Baykal hükümeti eleştirdi
Abone olCHP Genel Başkanı Deniz Baykal, hükümetin saldırı sonrası şeytan taşladığını savundu.
CHP Genel Başkanı Deniz Baykal, ''Hükümetin Danıştaya saldırı
olayının niteliğiyle niçin bu kadar yakından ilgilendiğini, olayın
laikliğe karşı bir saldırı olmadığını kanıtlama ihtiyacına
niçin bu kadar çok sürüklendiğini gerçekten anlamak çok güçtür''
dedi.
Baykal, partisinin yeni genel merkezi binasında yapılan Parti
Meclisi (PM) toplantısı öncesinde gazetecilerin sorularını
yanıtladı. Deniz Baykal, bir gazetecinin, ''Sayın Başbakan
'meseleler karşısında uzlaşı içinde olacağız' dedi. Bu açıklama
gerilimin düşürülmesine yardımcı olur mu?'' sorusu üzerine,
Danıştayda yaşanan olayın niteliği konusunda saptırma çabasının
hükümete egemen olduğunu savundu.
Yapılan açıklamalarda ''Susurluk ve derin devlet ilişkilerinin
anlatıldığını'' ifade eden Baykal, ''Susurluk ve derin devlet
ilişkileri içinde olanlarla bizzat bu cinayeti işleyen kişi
arasındaki bağlantının inandırıcı, güven verici sağlam bir şekilde
ortaya konulmasını kamuoyu bekliyor'' dedi.

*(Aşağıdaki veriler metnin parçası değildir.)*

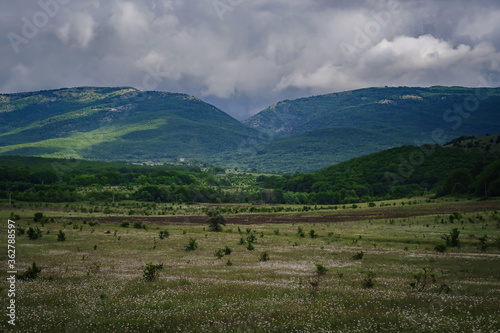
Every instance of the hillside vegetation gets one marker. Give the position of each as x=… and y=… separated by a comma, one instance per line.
x=115, y=124
x=303, y=135
x=385, y=175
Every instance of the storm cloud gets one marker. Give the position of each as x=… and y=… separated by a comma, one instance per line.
x=243, y=55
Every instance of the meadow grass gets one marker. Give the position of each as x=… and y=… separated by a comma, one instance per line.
x=93, y=281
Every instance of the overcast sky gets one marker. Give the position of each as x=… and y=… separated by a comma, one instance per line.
x=243, y=55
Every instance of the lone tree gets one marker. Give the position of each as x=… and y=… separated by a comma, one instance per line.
x=215, y=220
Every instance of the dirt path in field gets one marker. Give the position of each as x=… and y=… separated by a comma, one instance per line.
x=343, y=215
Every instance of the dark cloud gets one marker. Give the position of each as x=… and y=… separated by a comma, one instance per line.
x=244, y=55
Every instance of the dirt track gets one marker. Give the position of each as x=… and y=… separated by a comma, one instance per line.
x=348, y=215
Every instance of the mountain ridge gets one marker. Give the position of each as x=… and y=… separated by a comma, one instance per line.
x=302, y=135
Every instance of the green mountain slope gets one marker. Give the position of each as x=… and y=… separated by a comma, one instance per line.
x=409, y=110
x=115, y=124
x=394, y=173
x=311, y=151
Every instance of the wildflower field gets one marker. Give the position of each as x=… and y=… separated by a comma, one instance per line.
x=431, y=273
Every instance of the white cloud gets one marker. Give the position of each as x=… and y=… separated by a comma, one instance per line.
x=79, y=30
x=262, y=51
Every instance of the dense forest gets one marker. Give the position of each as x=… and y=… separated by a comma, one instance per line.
x=402, y=172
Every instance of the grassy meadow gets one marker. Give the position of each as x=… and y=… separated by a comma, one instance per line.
x=373, y=275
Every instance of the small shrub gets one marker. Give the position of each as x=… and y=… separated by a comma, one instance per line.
x=31, y=273
x=34, y=233
x=215, y=220
x=264, y=256
x=164, y=234
x=358, y=256
x=483, y=245
x=151, y=271
x=320, y=269
x=61, y=237
x=441, y=248
x=93, y=223
x=191, y=245
x=20, y=231
x=452, y=240
x=38, y=217
x=368, y=282
x=219, y=253
x=422, y=279
x=251, y=238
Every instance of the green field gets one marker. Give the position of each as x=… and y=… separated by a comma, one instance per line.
x=93, y=281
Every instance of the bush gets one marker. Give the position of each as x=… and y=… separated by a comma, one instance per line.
x=452, y=240
x=264, y=256
x=215, y=220
x=61, y=237
x=484, y=243
x=164, y=234
x=320, y=269
x=441, y=248
x=251, y=238
x=38, y=217
x=151, y=271
x=93, y=223
x=31, y=273
x=219, y=253
x=358, y=256
x=422, y=279
x=34, y=233
x=368, y=282
x=191, y=245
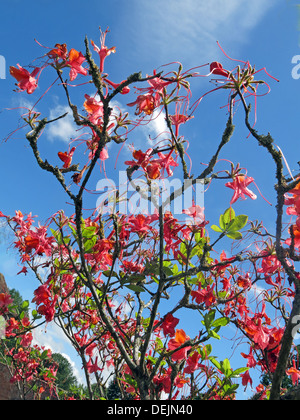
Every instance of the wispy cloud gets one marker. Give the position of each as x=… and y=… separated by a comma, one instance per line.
x=188, y=30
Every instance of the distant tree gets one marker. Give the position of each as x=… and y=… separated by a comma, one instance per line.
x=65, y=378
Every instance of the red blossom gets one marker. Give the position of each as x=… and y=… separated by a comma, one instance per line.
x=27, y=81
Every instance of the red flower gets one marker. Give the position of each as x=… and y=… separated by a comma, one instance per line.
x=294, y=373
x=169, y=325
x=179, y=340
x=66, y=157
x=246, y=379
x=153, y=170
x=145, y=103
x=217, y=68
x=27, y=81
x=103, y=51
x=5, y=301
x=59, y=51
x=239, y=185
x=75, y=61
x=124, y=91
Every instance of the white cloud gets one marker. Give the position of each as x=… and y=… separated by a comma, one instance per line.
x=188, y=30
x=52, y=337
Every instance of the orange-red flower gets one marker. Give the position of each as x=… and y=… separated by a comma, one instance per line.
x=178, y=341
x=75, y=61
x=27, y=81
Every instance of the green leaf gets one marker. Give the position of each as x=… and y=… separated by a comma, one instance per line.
x=213, y=334
x=90, y=243
x=135, y=288
x=239, y=371
x=226, y=368
x=235, y=235
x=221, y=322
x=209, y=318
x=221, y=222
x=238, y=223
x=229, y=216
x=216, y=228
x=216, y=363
x=44, y=355
x=25, y=304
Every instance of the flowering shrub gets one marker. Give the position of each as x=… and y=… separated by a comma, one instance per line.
x=110, y=276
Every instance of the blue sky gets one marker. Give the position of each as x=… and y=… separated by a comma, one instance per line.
x=147, y=35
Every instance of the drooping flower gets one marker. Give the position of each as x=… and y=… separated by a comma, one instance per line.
x=294, y=373
x=153, y=170
x=166, y=162
x=75, y=61
x=178, y=341
x=196, y=212
x=239, y=185
x=177, y=120
x=103, y=51
x=124, y=91
x=192, y=363
x=94, y=109
x=58, y=52
x=246, y=379
x=169, y=324
x=217, y=68
x=27, y=81
x=5, y=301
x=146, y=103
x=296, y=232
x=66, y=157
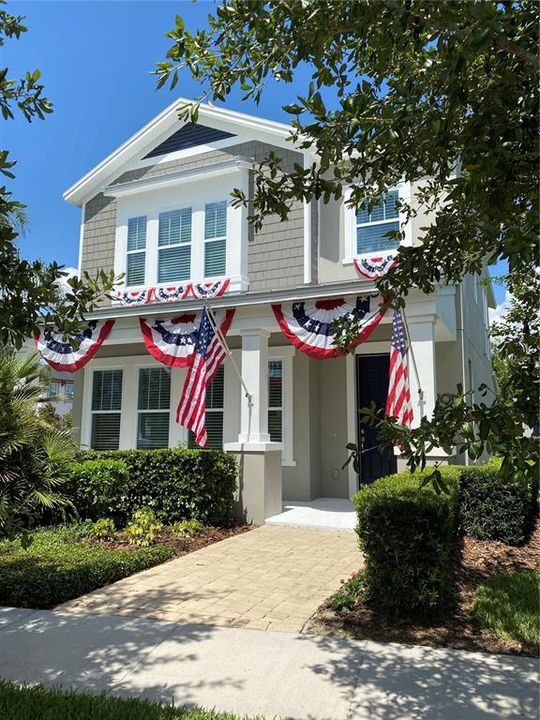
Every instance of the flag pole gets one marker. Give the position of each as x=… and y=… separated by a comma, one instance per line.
x=415, y=368
x=222, y=340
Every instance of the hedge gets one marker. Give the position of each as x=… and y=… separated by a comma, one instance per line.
x=409, y=537
x=59, y=566
x=177, y=484
x=493, y=507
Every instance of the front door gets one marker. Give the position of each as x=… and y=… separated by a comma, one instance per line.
x=372, y=385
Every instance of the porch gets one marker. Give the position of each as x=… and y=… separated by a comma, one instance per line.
x=290, y=440
x=322, y=514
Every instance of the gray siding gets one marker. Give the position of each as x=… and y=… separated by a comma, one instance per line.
x=275, y=254
x=99, y=235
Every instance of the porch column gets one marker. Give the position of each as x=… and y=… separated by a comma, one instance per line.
x=422, y=333
x=260, y=478
x=254, y=414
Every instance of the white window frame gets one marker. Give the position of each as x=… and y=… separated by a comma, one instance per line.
x=129, y=412
x=155, y=270
x=175, y=195
x=349, y=223
x=90, y=412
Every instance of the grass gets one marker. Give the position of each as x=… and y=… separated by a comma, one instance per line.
x=61, y=565
x=20, y=702
x=508, y=605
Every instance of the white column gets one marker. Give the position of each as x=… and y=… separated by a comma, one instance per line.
x=422, y=333
x=254, y=414
x=129, y=417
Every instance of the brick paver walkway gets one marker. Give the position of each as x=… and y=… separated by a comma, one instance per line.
x=271, y=578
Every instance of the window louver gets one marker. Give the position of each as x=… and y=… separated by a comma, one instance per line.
x=373, y=226
x=215, y=235
x=275, y=400
x=106, y=399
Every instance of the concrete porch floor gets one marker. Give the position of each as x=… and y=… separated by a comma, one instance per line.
x=323, y=513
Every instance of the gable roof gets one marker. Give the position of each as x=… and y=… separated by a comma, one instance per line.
x=162, y=129
x=190, y=135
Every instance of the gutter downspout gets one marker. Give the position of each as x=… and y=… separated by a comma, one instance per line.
x=462, y=336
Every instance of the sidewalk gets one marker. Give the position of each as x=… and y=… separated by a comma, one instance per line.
x=270, y=578
x=304, y=677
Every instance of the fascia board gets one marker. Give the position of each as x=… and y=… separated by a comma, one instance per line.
x=179, y=178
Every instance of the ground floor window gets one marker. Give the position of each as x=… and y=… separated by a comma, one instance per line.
x=275, y=400
x=106, y=407
x=215, y=394
x=153, y=408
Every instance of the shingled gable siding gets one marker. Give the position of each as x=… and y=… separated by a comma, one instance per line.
x=99, y=235
x=275, y=254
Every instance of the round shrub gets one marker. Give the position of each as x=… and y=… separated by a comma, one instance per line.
x=408, y=534
x=493, y=507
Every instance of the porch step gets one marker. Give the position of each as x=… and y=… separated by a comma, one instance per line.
x=323, y=513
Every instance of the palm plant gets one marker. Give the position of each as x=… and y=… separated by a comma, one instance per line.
x=34, y=455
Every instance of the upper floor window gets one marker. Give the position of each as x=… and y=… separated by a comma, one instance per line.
x=179, y=244
x=373, y=226
x=174, y=245
x=136, y=251
x=215, y=238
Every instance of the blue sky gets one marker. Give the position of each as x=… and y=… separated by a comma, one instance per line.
x=96, y=60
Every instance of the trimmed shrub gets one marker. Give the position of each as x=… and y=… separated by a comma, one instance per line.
x=103, y=529
x=188, y=528
x=143, y=527
x=409, y=537
x=176, y=484
x=57, y=567
x=493, y=507
x=95, y=487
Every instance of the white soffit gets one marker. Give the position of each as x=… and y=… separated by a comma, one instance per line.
x=249, y=127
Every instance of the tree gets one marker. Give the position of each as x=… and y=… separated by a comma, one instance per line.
x=442, y=94
x=34, y=453
x=34, y=295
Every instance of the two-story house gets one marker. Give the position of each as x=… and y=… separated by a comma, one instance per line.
x=158, y=209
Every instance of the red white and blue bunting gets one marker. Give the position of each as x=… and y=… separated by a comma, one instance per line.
x=61, y=356
x=203, y=291
x=375, y=267
x=310, y=326
x=172, y=342
x=174, y=293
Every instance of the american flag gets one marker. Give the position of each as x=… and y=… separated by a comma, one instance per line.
x=398, y=402
x=208, y=355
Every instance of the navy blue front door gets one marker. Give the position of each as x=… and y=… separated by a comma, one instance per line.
x=372, y=386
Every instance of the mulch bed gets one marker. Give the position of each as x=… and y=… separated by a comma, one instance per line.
x=184, y=545
x=454, y=626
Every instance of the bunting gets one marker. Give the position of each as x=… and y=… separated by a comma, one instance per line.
x=310, y=326
x=373, y=268
x=174, y=293
x=61, y=356
x=172, y=342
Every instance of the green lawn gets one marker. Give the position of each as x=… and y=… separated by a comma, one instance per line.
x=38, y=703
x=61, y=565
x=508, y=605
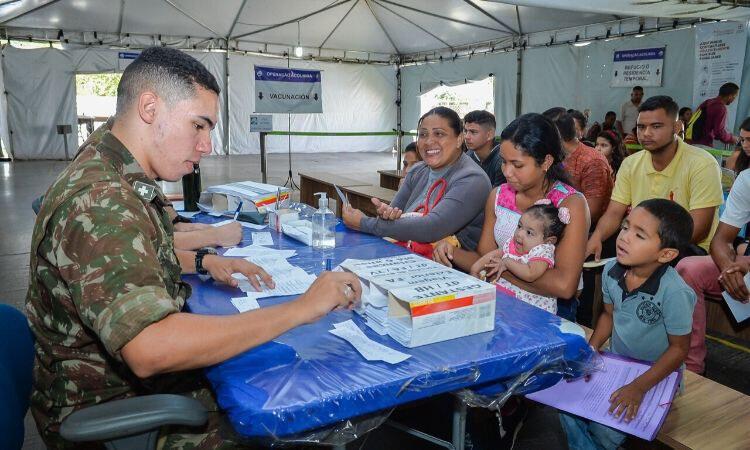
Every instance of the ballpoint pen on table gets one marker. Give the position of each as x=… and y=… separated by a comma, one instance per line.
x=237, y=212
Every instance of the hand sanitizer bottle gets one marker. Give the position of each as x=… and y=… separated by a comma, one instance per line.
x=324, y=225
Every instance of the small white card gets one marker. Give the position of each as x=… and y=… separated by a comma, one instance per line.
x=262, y=238
x=244, y=304
x=222, y=223
x=369, y=349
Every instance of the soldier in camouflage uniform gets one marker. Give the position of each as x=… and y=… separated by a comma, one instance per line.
x=188, y=235
x=105, y=296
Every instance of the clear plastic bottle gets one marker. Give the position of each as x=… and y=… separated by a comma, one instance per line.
x=324, y=225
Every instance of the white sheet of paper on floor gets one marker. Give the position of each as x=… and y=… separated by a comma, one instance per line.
x=741, y=311
x=369, y=349
x=244, y=304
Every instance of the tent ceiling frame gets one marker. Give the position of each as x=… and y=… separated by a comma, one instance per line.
x=411, y=22
x=450, y=19
x=217, y=44
x=32, y=10
x=296, y=19
x=337, y=25
x=120, y=17
x=495, y=19
x=234, y=22
x=382, y=27
x=190, y=16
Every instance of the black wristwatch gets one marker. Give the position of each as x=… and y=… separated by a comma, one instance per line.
x=180, y=219
x=199, y=259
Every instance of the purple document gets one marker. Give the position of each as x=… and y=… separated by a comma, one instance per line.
x=591, y=399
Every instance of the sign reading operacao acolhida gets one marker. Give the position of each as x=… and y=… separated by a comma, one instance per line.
x=638, y=67
x=282, y=90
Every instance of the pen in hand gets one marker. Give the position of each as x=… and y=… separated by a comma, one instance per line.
x=237, y=211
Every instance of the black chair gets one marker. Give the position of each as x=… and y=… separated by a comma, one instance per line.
x=127, y=424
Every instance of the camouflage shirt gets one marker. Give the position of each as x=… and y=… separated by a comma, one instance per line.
x=102, y=269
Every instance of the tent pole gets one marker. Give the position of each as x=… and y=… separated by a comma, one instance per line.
x=227, y=110
x=519, y=81
x=399, y=130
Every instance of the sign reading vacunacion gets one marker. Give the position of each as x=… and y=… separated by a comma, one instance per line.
x=638, y=67
x=281, y=90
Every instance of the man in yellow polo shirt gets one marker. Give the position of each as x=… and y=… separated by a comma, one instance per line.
x=668, y=168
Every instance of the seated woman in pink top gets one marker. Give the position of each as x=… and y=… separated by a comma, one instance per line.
x=532, y=164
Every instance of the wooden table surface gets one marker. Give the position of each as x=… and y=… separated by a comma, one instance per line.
x=707, y=415
x=312, y=182
x=390, y=179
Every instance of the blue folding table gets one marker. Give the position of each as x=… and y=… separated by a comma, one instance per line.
x=308, y=379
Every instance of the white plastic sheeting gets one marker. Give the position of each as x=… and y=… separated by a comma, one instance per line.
x=41, y=95
x=573, y=77
x=709, y=9
x=356, y=98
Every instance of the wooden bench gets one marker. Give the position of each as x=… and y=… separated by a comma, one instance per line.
x=719, y=318
x=707, y=415
x=390, y=179
x=360, y=197
x=312, y=182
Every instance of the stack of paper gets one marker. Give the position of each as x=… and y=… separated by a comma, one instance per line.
x=417, y=301
x=369, y=349
x=590, y=399
x=224, y=198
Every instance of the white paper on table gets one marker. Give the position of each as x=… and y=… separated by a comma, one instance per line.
x=222, y=223
x=257, y=250
x=262, y=238
x=244, y=304
x=294, y=284
x=741, y=311
x=272, y=264
x=590, y=399
x=368, y=348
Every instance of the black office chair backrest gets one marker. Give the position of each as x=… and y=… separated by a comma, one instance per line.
x=16, y=363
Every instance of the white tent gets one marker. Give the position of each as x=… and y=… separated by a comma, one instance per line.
x=432, y=42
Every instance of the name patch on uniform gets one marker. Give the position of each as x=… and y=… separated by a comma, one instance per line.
x=145, y=191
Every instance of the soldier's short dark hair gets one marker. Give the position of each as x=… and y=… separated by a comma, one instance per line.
x=664, y=102
x=480, y=117
x=170, y=73
x=563, y=121
x=728, y=89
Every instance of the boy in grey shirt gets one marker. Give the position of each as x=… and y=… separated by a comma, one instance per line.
x=648, y=312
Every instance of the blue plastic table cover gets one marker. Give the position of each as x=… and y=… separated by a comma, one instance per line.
x=309, y=379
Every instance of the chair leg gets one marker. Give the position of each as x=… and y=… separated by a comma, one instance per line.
x=143, y=441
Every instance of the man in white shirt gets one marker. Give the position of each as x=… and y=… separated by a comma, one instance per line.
x=629, y=111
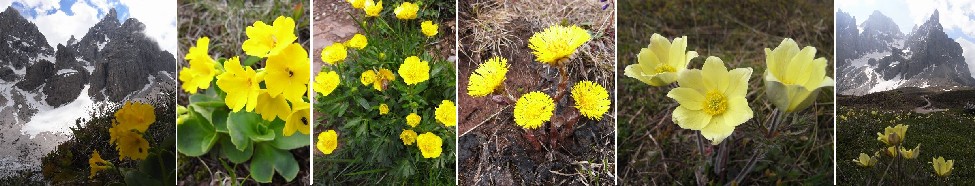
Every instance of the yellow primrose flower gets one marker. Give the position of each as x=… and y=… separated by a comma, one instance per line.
x=533, y=109
x=430, y=145
x=429, y=29
x=201, y=69
x=712, y=100
x=327, y=141
x=266, y=40
x=242, y=85
x=661, y=62
x=326, y=82
x=487, y=77
x=414, y=71
x=373, y=8
x=358, y=41
x=334, y=54
x=556, y=44
x=941, y=167
x=406, y=10
x=413, y=119
x=794, y=78
x=408, y=137
x=591, y=99
x=447, y=113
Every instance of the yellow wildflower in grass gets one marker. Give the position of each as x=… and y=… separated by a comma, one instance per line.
x=941, y=167
x=591, y=99
x=413, y=119
x=712, y=100
x=201, y=70
x=298, y=120
x=429, y=29
x=358, y=41
x=794, y=78
x=430, y=145
x=533, y=109
x=334, y=54
x=556, y=44
x=414, y=71
x=447, y=113
x=487, y=77
x=326, y=82
x=268, y=40
x=408, y=137
x=327, y=141
x=661, y=62
x=373, y=8
x=97, y=164
x=242, y=85
x=406, y=10
x=287, y=74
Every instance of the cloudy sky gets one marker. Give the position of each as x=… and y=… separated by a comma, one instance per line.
x=59, y=20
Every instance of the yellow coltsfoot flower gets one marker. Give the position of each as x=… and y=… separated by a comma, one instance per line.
x=661, y=62
x=712, y=100
x=591, y=99
x=533, y=109
x=556, y=44
x=794, y=78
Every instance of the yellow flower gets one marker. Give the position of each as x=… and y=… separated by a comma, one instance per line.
x=406, y=10
x=591, y=99
x=556, y=44
x=201, y=70
x=357, y=41
x=298, y=120
x=487, y=77
x=334, y=54
x=327, y=141
x=941, y=167
x=97, y=164
x=326, y=82
x=429, y=28
x=287, y=74
x=661, y=62
x=266, y=40
x=429, y=144
x=533, y=109
x=408, y=137
x=712, y=100
x=373, y=8
x=413, y=119
x=447, y=113
x=414, y=71
x=242, y=85
x=794, y=78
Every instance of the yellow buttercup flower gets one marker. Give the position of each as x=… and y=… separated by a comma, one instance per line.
x=268, y=40
x=406, y=10
x=242, y=85
x=533, y=109
x=487, y=77
x=408, y=137
x=414, y=71
x=591, y=99
x=327, y=141
x=429, y=29
x=712, y=100
x=430, y=145
x=556, y=44
x=447, y=113
x=334, y=54
x=794, y=78
x=661, y=62
x=201, y=70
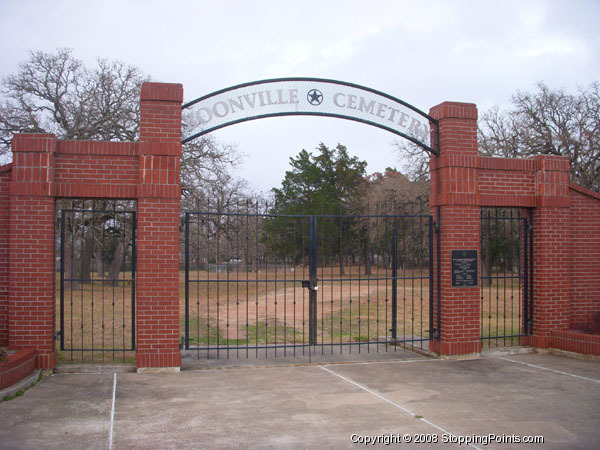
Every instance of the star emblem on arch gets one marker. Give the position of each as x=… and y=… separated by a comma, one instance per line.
x=315, y=97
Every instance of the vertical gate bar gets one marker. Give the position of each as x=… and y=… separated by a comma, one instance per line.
x=525, y=279
x=482, y=280
x=256, y=325
x=285, y=269
x=81, y=290
x=266, y=257
x=62, y=279
x=360, y=272
x=341, y=298
x=531, y=275
x=123, y=282
x=187, y=281
x=247, y=217
x=439, y=275
x=312, y=273
x=227, y=263
x=294, y=256
x=322, y=255
x=404, y=227
x=219, y=217
x=103, y=295
x=237, y=276
x=430, y=240
x=201, y=220
x=208, y=283
x=412, y=258
x=421, y=254
x=394, y=284
x=91, y=279
x=491, y=277
x=331, y=291
x=133, y=275
x=504, y=273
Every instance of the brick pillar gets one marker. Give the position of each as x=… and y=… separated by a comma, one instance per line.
x=551, y=234
x=5, y=177
x=454, y=191
x=31, y=246
x=159, y=194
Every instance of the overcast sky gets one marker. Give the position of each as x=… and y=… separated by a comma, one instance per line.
x=423, y=52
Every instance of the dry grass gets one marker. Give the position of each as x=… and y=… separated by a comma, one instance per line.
x=271, y=307
x=97, y=315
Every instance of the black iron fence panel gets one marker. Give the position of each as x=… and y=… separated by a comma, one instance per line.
x=295, y=284
x=506, y=276
x=96, y=276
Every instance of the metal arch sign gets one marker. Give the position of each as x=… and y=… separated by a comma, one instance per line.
x=308, y=97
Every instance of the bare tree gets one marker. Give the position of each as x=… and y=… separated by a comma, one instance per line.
x=55, y=93
x=549, y=122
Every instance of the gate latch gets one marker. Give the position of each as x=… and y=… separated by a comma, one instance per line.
x=306, y=285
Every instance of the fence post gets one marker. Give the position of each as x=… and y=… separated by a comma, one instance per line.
x=159, y=194
x=454, y=191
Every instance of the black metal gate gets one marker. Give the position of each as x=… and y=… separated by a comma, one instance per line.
x=97, y=267
x=277, y=284
x=506, y=276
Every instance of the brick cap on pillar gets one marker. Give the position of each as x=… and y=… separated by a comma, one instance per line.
x=166, y=92
x=34, y=142
x=454, y=110
x=553, y=163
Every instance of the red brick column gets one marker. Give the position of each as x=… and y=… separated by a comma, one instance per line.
x=159, y=194
x=454, y=190
x=551, y=240
x=5, y=176
x=31, y=246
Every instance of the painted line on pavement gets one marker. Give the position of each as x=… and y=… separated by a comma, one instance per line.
x=112, y=411
x=400, y=407
x=548, y=369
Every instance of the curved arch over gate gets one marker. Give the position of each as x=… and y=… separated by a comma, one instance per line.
x=308, y=97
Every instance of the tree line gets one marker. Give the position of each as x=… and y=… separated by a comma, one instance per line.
x=54, y=92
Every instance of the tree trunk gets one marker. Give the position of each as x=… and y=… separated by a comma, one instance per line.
x=119, y=257
x=86, y=261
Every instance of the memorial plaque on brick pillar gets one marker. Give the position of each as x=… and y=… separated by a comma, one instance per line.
x=455, y=205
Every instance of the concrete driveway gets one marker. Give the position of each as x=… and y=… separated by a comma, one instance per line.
x=323, y=405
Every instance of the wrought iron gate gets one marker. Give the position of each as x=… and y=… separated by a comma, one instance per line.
x=97, y=267
x=506, y=277
x=295, y=284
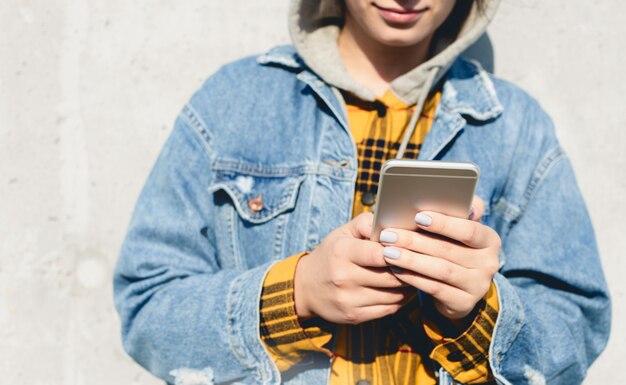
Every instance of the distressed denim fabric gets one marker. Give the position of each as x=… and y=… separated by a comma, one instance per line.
x=190, y=272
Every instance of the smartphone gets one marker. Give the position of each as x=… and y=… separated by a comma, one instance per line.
x=407, y=187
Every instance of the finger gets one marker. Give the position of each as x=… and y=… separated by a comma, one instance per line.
x=369, y=313
x=478, y=209
x=361, y=226
x=376, y=278
x=443, y=292
x=470, y=233
x=362, y=252
x=432, y=244
x=370, y=297
x=432, y=267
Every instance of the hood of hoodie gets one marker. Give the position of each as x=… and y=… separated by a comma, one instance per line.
x=314, y=27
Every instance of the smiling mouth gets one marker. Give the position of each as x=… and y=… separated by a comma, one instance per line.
x=399, y=15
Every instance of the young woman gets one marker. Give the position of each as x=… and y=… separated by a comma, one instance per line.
x=248, y=258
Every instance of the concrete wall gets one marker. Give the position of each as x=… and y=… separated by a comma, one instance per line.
x=89, y=91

''Şeytan taşlayarak, derin devlet ve Susurluk ilişkileri anlatarak
bir hukuki iddiayı kanıtlama imkanı yoktur'' diyen Baykal, ''Bunun
kanıtlanmasını bekliyoruz. Bize Türkiye'de derin devlet anlayışı
içinde davrananlarla Susurlukla ilişkisi olan bir takım insanların
bulunduğunu ve karşılıklı ilişkilerini anlatıyorlar. Bunu
biliyoruz. Bunun, Danıştaya saldırıyla bağlantısını öğrenmek
istiyoruz'' dedi.
Baykal, sözlerini şöyle sürdürdü:
''Bu bağlantıyı bize söyleyecek olan yargıdır. Yargıdan bu
doğrultuda şimdiye kadar hiçbir şey çıkmamıştır. Hükümete karşı
tuzak kurmak için bir takım insanların Danıştayda hakim öldürmeyi
göze alacak bir ilişki içinde olduklarını kanıtlasınlar. Türkiye'de
bir gerçek şudur; Cumhuriyetin temel ilkelerine karşı cinayeti göze
alacak insanlar vardır. Hizbullah gerçeğini yaşadık. O zihniyette
olan bir insanın bu cinayeti niye işlediğini açıkça söylemesi
karşısında hükümetteki bu telaş niye? Bunun altında ne var? Daha
yargı hüküm vermedi siyaset hüküm veriyor. Bürokratların bu
konularda dikkatli bir dil kullanarak çetenin, örgütün niteliğini
ifade etmekten uzak olarak değerlendirmeler yaptığına tanık
oluyoruz.
Hükümette, yaşanmış olayı yeni bir yorumla kamuoyuna sunma çabası
görüyorum. Bu gerçekten çok yadırgatıcı, şaşırtıcı bir tablodur.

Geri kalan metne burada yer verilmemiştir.